Taxpayers will cover the legal bills for 15 Democratic state lawmakers who face ethics complaints related to a dark money-funded weekend retreat held in Vail last month.
The Legislature’s Committee on Legal Services, a bipartisan panel, voted unanimously Thursday to hire attorney Mark Grueskin of the firm Recht Kornfeld to represent the Democrats. He will be paid $250 an hour for his work.
The Committee on Legal Services regularly approves publicly funded legal counsel for lawmakers who are sued or face other legal issues in their official capacity. Work on any future appeals for the 15 Democrats, should they arise, will have to go back to the committee for approval.
“My vote is rooted in a simple principle that everyone deserves access to counsel,” said state Rep. Javier Mabrey, a Denver Democrat who sits on the Committee on Legal Services and has been critical of the Vail gathering. “That principle does not waver one inch from my deep conviction that corporate dark money groups and the ultra wealthy exert far too much influence over our political system.”
The Democrats who requested taxpayer-funded legal representation are: Sens. Lindsey Daugherty of Arvada, Marc Snyder of Manitou Springs, Judy Amabile of Boulder and Dafna Michaelson Jenet of Commerce City, and Reps. Sean Camacho of Denver, Tisha Mauro of Pueblo, William Lindstedt of Broomfield, Michael Carter of Aurora, Jacque Phillips of Thornton, Meghan Lukens of Steamboat Springs, Matthew Martinez of Monte Vista, Katie Stewart of Durango, Rebekah Stewart of Lakewood, Karen McCormick of Longmont, and Cecelia Espenoza of Denver.
Democratic Sen. Kyle Mullica of Thornton, who also faces a complaint, did not request publicly funded representation. Mullica declined to comment Thursday on his decision.
All 16 are members of the Opportunity Caucus, a 501(c)(4) nonprofit organization that doesn’t disclose its donors and is what The Sun refers to as a dark money group.

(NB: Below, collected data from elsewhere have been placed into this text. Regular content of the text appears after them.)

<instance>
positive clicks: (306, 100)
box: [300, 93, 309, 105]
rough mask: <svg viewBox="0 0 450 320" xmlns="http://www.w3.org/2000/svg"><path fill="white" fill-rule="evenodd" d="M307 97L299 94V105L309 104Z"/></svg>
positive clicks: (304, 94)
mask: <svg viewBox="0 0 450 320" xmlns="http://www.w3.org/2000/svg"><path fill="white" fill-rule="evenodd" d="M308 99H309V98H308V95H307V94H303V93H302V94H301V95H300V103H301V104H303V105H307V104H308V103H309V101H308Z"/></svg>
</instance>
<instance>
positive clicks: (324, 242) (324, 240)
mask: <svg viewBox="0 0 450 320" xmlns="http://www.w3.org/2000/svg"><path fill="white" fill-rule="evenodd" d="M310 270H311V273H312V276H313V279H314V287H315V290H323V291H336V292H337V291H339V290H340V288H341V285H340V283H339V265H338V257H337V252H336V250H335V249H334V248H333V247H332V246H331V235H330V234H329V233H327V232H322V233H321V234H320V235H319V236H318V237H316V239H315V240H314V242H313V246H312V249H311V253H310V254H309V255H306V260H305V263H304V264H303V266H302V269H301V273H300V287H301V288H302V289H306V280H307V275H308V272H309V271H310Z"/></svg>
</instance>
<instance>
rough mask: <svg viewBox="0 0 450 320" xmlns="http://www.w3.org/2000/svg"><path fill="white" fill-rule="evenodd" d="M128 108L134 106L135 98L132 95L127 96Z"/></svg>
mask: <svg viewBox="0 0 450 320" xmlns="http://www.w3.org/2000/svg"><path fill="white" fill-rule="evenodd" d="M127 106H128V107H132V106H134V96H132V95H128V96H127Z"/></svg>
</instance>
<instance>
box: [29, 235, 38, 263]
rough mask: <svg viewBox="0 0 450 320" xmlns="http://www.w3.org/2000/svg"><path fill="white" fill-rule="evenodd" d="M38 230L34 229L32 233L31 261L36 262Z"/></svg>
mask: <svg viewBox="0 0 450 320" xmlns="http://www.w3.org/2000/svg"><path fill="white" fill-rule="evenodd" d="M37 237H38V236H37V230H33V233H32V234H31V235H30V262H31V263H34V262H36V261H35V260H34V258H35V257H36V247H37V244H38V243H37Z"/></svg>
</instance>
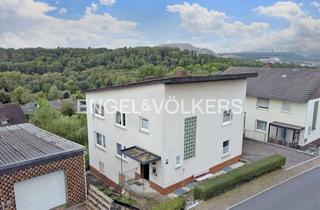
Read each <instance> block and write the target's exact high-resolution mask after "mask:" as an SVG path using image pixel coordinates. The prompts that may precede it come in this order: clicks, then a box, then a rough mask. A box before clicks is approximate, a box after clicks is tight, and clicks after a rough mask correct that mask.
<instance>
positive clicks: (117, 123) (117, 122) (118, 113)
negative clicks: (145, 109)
mask: <svg viewBox="0 0 320 210" xmlns="http://www.w3.org/2000/svg"><path fill="white" fill-rule="evenodd" d="M116 125H119V126H122V127H126V114H125V113H123V112H116Z"/></svg>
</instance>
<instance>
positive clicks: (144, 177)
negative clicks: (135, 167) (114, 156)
mask: <svg viewBox="0 0 320 210" xmlns="http://www.w3.org/2000/svg"><path fill="white" fill-rule="evenodd" d="M140 170H141V178H143V179H146V180H149V164H146V165H142V164H141V165H140Z"/></svg>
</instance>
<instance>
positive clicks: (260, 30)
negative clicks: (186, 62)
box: [167, 2, 268, 36]
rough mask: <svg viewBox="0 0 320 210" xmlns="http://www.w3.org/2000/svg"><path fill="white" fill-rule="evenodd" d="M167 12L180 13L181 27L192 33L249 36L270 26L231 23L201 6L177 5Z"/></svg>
mask: <svg viewBox="0 0 320 210" xmlns="http://www.w3.org/2000/svg"><path fill="white" fill-rule="evenodd" d="M167 11H168V12H171V13H179V15H180V17H181V26H182V27H183V28H185V29H187V30H189V31H192V32H214V33H217V34H220V35H223V36H232V35H237V36H239V35H247V34H251V33H260V32H262V31H263V30H265V29H267V28H268V24H266V23H262V22H254V23H251V24H244V23H242V22H240V21H235V22H231V21H229V19H230V18H229V17H228V16H227V15H226V14H225V13H223V12H219V11H215V10H211V11H209V10H208V9H207V8H204V7H201V6H200V5H199V4H196V3H194V4H189V3H187V2H185V3H183V4H175V5H169V6H167Z"/></svg>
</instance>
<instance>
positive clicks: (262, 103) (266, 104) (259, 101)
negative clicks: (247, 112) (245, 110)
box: [257, 98, 269, 109]
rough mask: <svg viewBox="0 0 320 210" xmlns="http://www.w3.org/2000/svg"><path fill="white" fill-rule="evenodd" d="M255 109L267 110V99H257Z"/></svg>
mask: <svg viewBox="0 0 320 210" xmlns="http://www.w3.org/2000/svg"><path fill="white" fill-rule="evenodd" d="M257 108H258V109H269V99H262V98H258V101H257Z"/></svg>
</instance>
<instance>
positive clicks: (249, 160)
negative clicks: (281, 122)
mask: <svg viewBox="0 0 320 210" xmlns="http://www.w3.org/2000/svg"><path fill="white" fill-rule="evenodd" d="M273 154H279V155H283V156H285V157H286V158H287V161H286V165H285V168H289V167H291V166H294V165H297V164H300V163H302V162H304V161H307V160H309V159H312V158H314V157H315V156H313V155H310V154H307V153H305V152H302V151H299V150H295V149H291V148H286V147H283V146H280V145H276V144H270V143H264V142H258V141H254V140H249V139H244V140H243V148H242V159H243V160H246V161H248V162H249V163H250V162H254V161H257V160H260V159H262V158H265V157H267V156H270V155H273Z"/></svg>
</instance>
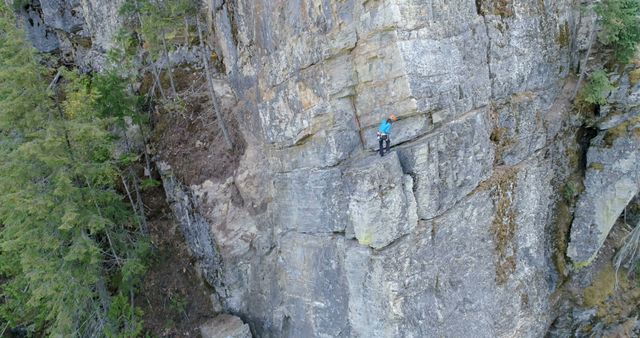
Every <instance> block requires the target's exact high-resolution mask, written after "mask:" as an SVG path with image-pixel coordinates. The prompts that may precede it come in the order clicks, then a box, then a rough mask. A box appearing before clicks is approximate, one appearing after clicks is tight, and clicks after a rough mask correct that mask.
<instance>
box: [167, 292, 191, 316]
mask: <svg viewBox="0 0 640 338" xmlns="http://www.w3.org/2000/svg"><path fill="white" fill-rule="evenodd" d="M169 308H170V309H171V311H173V312H174V313H176V314H178V315H182V316H184V315H186V313H187V299H186V298H185V297H184V296H183V295H182V294H180V293H172V294H169Z"/></svg>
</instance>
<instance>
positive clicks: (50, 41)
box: [19, 5, 60, 53]
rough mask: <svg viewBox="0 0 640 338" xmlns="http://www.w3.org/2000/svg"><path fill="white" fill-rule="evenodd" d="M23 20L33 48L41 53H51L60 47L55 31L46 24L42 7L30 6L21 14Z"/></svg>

The ethics complaints, filed earlier this month by Colorado Common Cause, a liberal-leaning nonprofit that advocates for an open government, allege the 16 lawmakers violated Colorado’s prohibition on elected officials receiving gifts when they attended a retreat in Vail where they mingled with lobbyists at a ritzy hotel over the Oct. 4 weekend.
The Opportunity Caucus organized the gathering.
The state’s Independent Ethics Commission voted Tuesday to advance the complaints and will now investigate the allegations.
Colorado Common Cause dropped its complaint against a 17th lawmaker, Democratic state Rep. Shannon Bird of Westminster, on Thursday. Bird did not attend the Vail retreat and resigned as chair of the Opportunity Caucus in August.
Earlier this week, the Opportunity Caucus called the complaints factually inaccurate, but did not provide a list of inaccuracies.
The gift ban is an amendment to the Colorado Constitution approved by voters in 2006 that says a lawmaker who is a scheduled speaker or participant at an event is allowed to have a nonprofit organization pay for their “reasonable expenses,” but only if the nonprofit receives less than 5% of its funding from for-profit organizations.
The complaints allege that another dark-money nonprofit organization, One Main Street, provided $25,000 to the Opportunity Caucus to cover the cost of the hotel rooms at the event and also provided funds for food and drinks. The complaints allege that since One Main Street does not disclose its donors, none of the lawmakers who attended the Vail event could ensure that only 5% of the group’s funding is from for-profit organizations.
The Opportunity Caucus and One Main Street have declined to provide a list of their donors when asked by The Sun. By law, they don’t have to disclose their funders.
The Committee on Legal Services has approved taxpayer-funded legal counsel for state lawmakers facing alleged gift ban violations in the past, Ed DeCecco, who leads the Legislature’s nonpartisan Office of Committee on Legal Services, told the panel.
The committee agreed to fund an attorney for then-state Rep. Kim Ransom, R-Douglas County, who faced a gift ban complaint in 2016. The Independent Ethics Commission found there was no violation of the gift ban in Ransom’s case.
In 2017, the committee agreed to fund an attorney for then-state Sen. Vicki Marble, R-Fort Collins, in a gift ban case. The Independent Ethics Commission found Marble violated the gift ban. She appealed to the Denver District Court, which sent the case back to the commission.
The commission declined to retake the case, DeCecco said.
Two Democratic members of the Committee on Legal Services – Camacho and Sen. Dylan Roberts of Frisco – recused themselves from Thursday’s vote. Camacho and Roberts both attended the Vail retreat at the center of the ethics complaints.
Roberts does not face an ethics complaint because he did not stay overnight, according to Colorado Common Cause.